Elvis... sang to win
Elvis... the battle hymn
Elvis... the battle to be slim
Elvis ate America before America ate him

Elvis...

Elvis... stamps
Elvis... necromance
Elvis... fans
Elvis... sycophants
Elvis... the public enemy
Elvis... don't mean shit to Chuck D
Elvis... changed the center of gravity
Made it slippy

Elvis... Hitler
Elvis... Nixon
Elvis... Christ
Elvis... Mishima
Elvis... Markus
Elvis... Jackson
Elvis... the pelvis
Elvis... the psalmist
Elvis... the genius
Elvis... generous
Elvis... forgive us
Elvis... pray for us
Elvis... Aaron
Elvis... Presley

And the list goes on.  As much today as ever it seems that Elvis is still a hot topic of discussion.  While much written about him seems to lay the crime of the robbery of rock n roll from the black man at Presley’s feet, as smartly exemplified by Chuck D’s notorious commentary and In Living Color’s “Elvis is Dead”, it can be strongly argued that The Beatles are the real culprits of this heist.  The Beatles, however, in their evolution as near perfect Greek tragedy, garner much sympathy from the modern world.  But Elvis Presley, likely as a result of a serious lack of introspection on the part of America itself, is often played out as a pathetic joke rather than the complicated entity he is, permitting an easy disregard and vilification.

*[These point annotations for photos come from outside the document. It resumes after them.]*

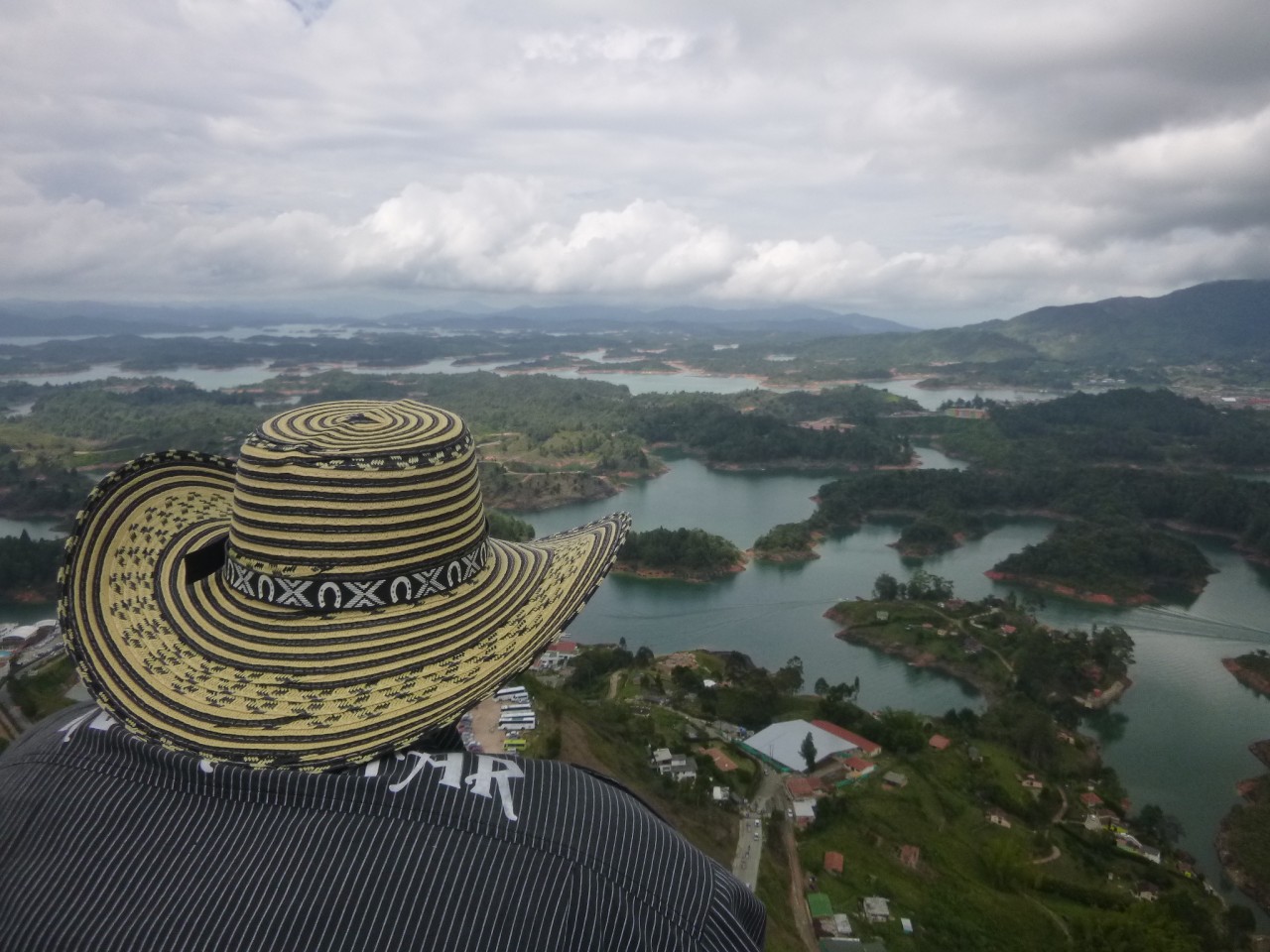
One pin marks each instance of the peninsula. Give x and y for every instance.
(1107, 563)
(691, 555)
(992, 645)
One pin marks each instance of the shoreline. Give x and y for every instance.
(1250, 679)
(671, 575)
(915, 656)
(1096, 598)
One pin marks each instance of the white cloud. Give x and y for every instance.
(905, 158)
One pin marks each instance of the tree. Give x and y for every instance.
(808, 752)
(885, 588)
(1162, 828)
(789, 679)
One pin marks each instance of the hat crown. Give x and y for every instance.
(356, 489)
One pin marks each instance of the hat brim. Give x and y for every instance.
(197, 665)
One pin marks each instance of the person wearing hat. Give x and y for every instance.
(278, 648)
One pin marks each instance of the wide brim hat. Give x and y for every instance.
(330, 595)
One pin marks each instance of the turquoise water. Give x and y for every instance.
(1178, 739)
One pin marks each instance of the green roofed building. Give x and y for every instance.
(820, 905)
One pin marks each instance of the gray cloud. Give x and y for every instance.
(933, 163)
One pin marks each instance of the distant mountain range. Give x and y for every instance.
(580, 318)
(80, 317)
(1213, 321)
(1224, 320)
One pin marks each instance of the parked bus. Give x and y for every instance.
(518, 724)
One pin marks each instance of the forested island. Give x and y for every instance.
(28, 567)
(693, 555)
(788, 542)
(935, 532)
(1116, 562)
(993, 644)
(991, 830)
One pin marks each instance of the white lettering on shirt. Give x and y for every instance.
(490, 772)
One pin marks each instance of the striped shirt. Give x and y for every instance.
(112, 843)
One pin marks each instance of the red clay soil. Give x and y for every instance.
(1250, 679)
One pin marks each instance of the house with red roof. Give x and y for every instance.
(803, 787)
(557, 655)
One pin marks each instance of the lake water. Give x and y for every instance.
(250, 375)
(1178, 739)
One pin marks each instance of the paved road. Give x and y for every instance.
(749, 839)
(749, 848)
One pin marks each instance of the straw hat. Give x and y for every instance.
(330, 597)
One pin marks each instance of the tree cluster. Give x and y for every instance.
(679, 549)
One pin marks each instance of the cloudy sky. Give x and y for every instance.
(933, 162)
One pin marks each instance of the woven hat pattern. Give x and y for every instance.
(200, 665)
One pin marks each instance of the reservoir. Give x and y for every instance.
(1178, 739)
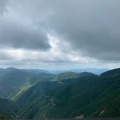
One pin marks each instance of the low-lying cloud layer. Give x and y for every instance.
(59, 32)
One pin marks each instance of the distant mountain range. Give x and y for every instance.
(26, 94)
(92, 70)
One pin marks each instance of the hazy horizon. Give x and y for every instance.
(65, 34)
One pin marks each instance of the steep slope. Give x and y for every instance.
(10, 81)
(93, 96)
(8, 109)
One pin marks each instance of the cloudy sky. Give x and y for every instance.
(60, 34)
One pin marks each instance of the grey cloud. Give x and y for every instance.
(18, 36)
(5, 56)
(90, 26)
(3, 6)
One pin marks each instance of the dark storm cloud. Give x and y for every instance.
(92, 27)
(3, 5)
(13, 35)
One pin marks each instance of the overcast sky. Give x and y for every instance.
(60, 34)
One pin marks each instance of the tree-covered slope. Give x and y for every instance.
(93, 96)
(8, 109)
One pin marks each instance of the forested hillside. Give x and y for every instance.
(67, 95)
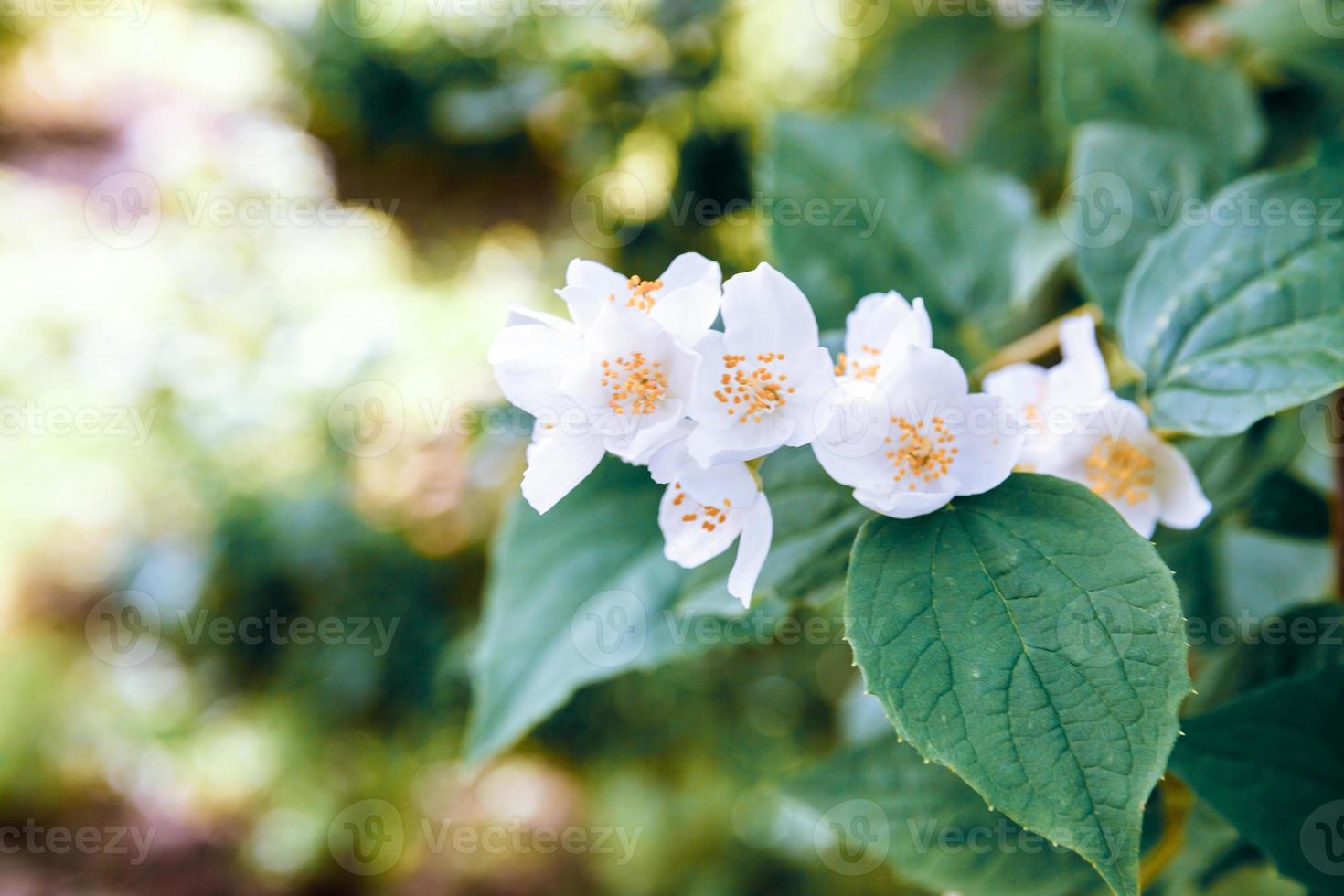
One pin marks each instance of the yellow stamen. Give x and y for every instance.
(1120, 472)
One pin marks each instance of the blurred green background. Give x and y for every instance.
(253, 254)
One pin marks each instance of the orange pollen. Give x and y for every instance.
(760, 389)
(641, 293)
(1120, 472)
(849, 367)
(923, 450)
(637, 386)
(714, 516)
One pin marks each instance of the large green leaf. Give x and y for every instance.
(815, 523)
(930, 827)
(895, 218)
(1029, 640)
(1241, 315)
(1270, 763)
(574, 597)
(1301, 641)
(1097, 69)
(1125, 182)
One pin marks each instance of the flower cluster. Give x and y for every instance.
(1077, 429)
(640, 372)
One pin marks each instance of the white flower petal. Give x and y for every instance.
(1081, 378)
(529, 361)
(691, 269)
(583, 304)
(740, 441)
(649, 435)
(903, 506)
(557, 461)
(1141, 516)
(1020, 384)
(674, 460)
(691, 534)
(763, 311)
(1183, 503)
(929, 378)
(752, 547)
(812, 378)
(520, 316)
(594, 277)
(722, 485)
(882, 325)
(987, 443)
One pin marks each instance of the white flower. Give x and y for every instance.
(1121, 460)
(617, 378)
(684, 300)
(761, 379)
(1080, 430)
(705, 509)
(1049, 402)
(878, 332)
(928, 443)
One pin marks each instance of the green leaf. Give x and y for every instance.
(574, 597)
(1230, 469)
(1301, 641)
(815, 523)
(1126, 70)
(902, 219)
(1029, 640)
(1263, 572)
(1009, 132)
(1298, 37)
(1125, 182)
(1270, 763)
(1241, 315)
(930, 827)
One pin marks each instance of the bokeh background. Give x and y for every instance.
(251, 257)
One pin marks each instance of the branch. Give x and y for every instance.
(1176, 802)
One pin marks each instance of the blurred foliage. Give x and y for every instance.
(461, 149)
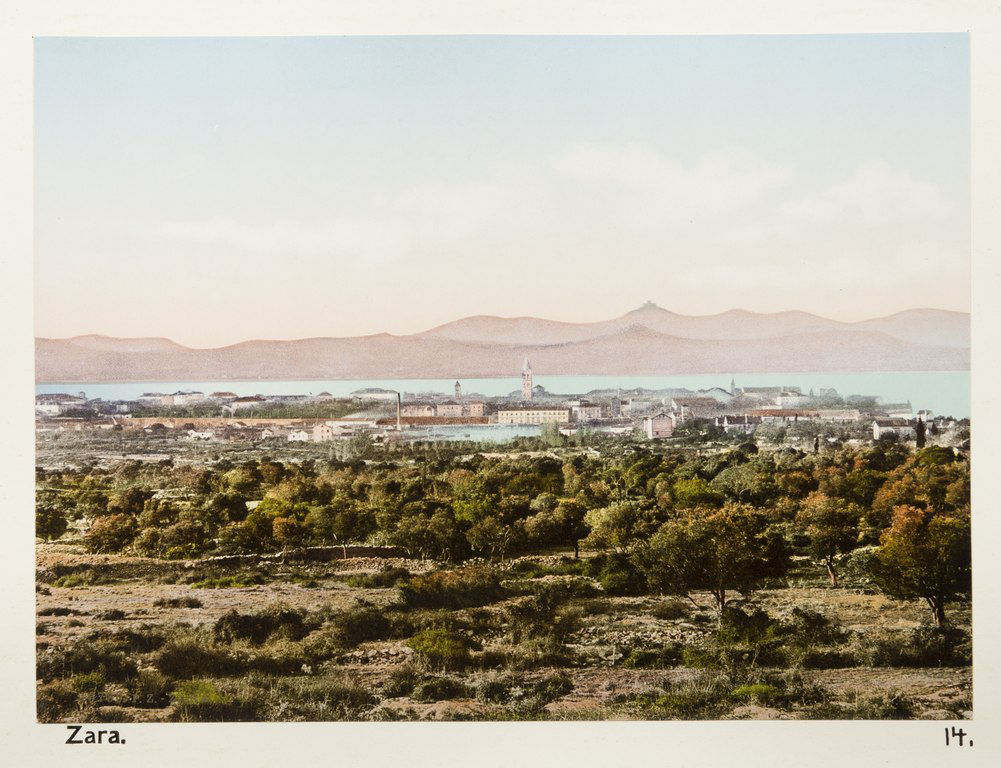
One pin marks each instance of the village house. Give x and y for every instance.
(902, 428)
(243, 404)
(583, 411)
(737, 424)
(448, 410)
(534, 415)
(694, 408)
(839, 416)
(417, 408)
(659, 426)
(784, 415)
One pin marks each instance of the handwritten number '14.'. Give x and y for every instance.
(956, 736)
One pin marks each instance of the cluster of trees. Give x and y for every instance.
(683, 521)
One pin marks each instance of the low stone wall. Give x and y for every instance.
(305, 555)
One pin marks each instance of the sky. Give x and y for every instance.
(218, 189)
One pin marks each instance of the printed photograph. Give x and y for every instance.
(499, 377)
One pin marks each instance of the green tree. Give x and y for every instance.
(832, 525)
(50, 523)
(718, 551)
(925, 554)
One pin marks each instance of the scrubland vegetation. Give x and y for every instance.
(569, 584)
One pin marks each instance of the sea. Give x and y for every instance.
(943, 393)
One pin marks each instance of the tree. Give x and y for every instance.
(50, 523)
(832, 525)
(925, 554)
(919, 434)
(110, 533)
(719, 551)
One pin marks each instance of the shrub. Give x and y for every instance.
(359, 625)
(388, 577)
(441, 648)
(194, 656)
(401, 682)
(664, 657)
(54, 701)
(924, 647)
(762, 693)
(111, 533)
(669, 610)
(438, 689)
(256, 628)
(202, 701)
(463, 588)
(85, 657)
(177, 603)
(149, 689)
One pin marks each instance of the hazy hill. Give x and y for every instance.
(649, 340)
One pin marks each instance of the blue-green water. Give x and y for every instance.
(943, 393)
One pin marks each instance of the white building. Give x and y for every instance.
(899, 427)
(659, 426)
(534, 415)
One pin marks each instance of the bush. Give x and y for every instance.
(112, 533)
(669, 610)
(149, 689)
(256, 628)
(83, 658)
(441, 649)
(177, 603)
(669, 655)
(463, 588)
(55, 701)
(359, 625)
(195, 656)
(923, 647)
(202, 701)
(389, 577)
(438, 689)
(401, 682)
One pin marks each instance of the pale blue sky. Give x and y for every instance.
(212, 190)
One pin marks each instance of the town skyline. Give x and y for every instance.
(213, 190)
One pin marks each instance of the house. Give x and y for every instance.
(694, 408)
(55, 404)
(659, 426)
(534, 415)
(417, 408)
(784, 415)
(896, 410)
(839, 416)
(718, 394)
(582, 411)
(182, 399)
(737, 424)
(242, 404)
(901, 428)
(448, 410)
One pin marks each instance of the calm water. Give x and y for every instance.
(944, 393)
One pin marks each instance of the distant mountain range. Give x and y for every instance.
(648, 340)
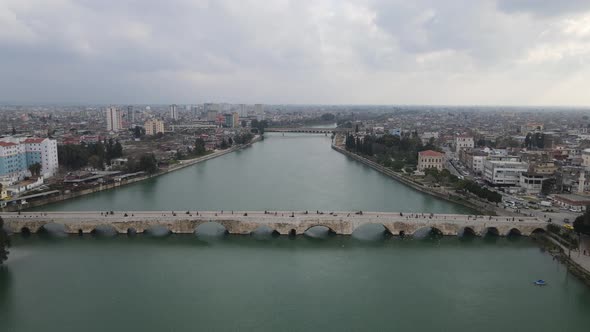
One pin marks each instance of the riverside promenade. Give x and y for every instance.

Regardless of stance, however, it is evident that we are likely in need of accepting the fact that Elvis is here to stay.  In the near six decades since Presley became Sam Phillips’ hot item, there has been no one to surpass or usurp the position (and responsibility) America bestowed upon the man.  As a performer with an unmatched repertoire, as a cultural icon, as phenomenon, love or hate, Elvis cannot be easily pushed aside.  The ability to do so likely indicates a lack of knowledge of or connectedness to (or both) the indelible strands of controversy that course through the American (and world) psyche.

Like it or not, Elvis has been placed in a potentially irrefutable position of power within the modern societal construct.  It is a question that has no answer, but despite its unsolvable nature, we must find ourselves continually addressing it.  In the acknowledgment of this significance are we to be okay with Elvis fanaticism?  Probably not.  Fanaticism actually obscures the true topic of importance.  Elvis fanatics hold no better place in my book than The Beatles maniacs that I so often deride.  But it is our challenge, as is the case with all daunting tasks that face us, to be able to delve through these obscurations on the part of the masses and determine our own learned conclusions.  But the starting point is to relegate Elvis to the appropriate spot in our viewpoint.  He was and is important and is not likely to be challenged anytime soon. 

Returning to the words of Bruce Springsteen: “No one will ever take the place of that guy.”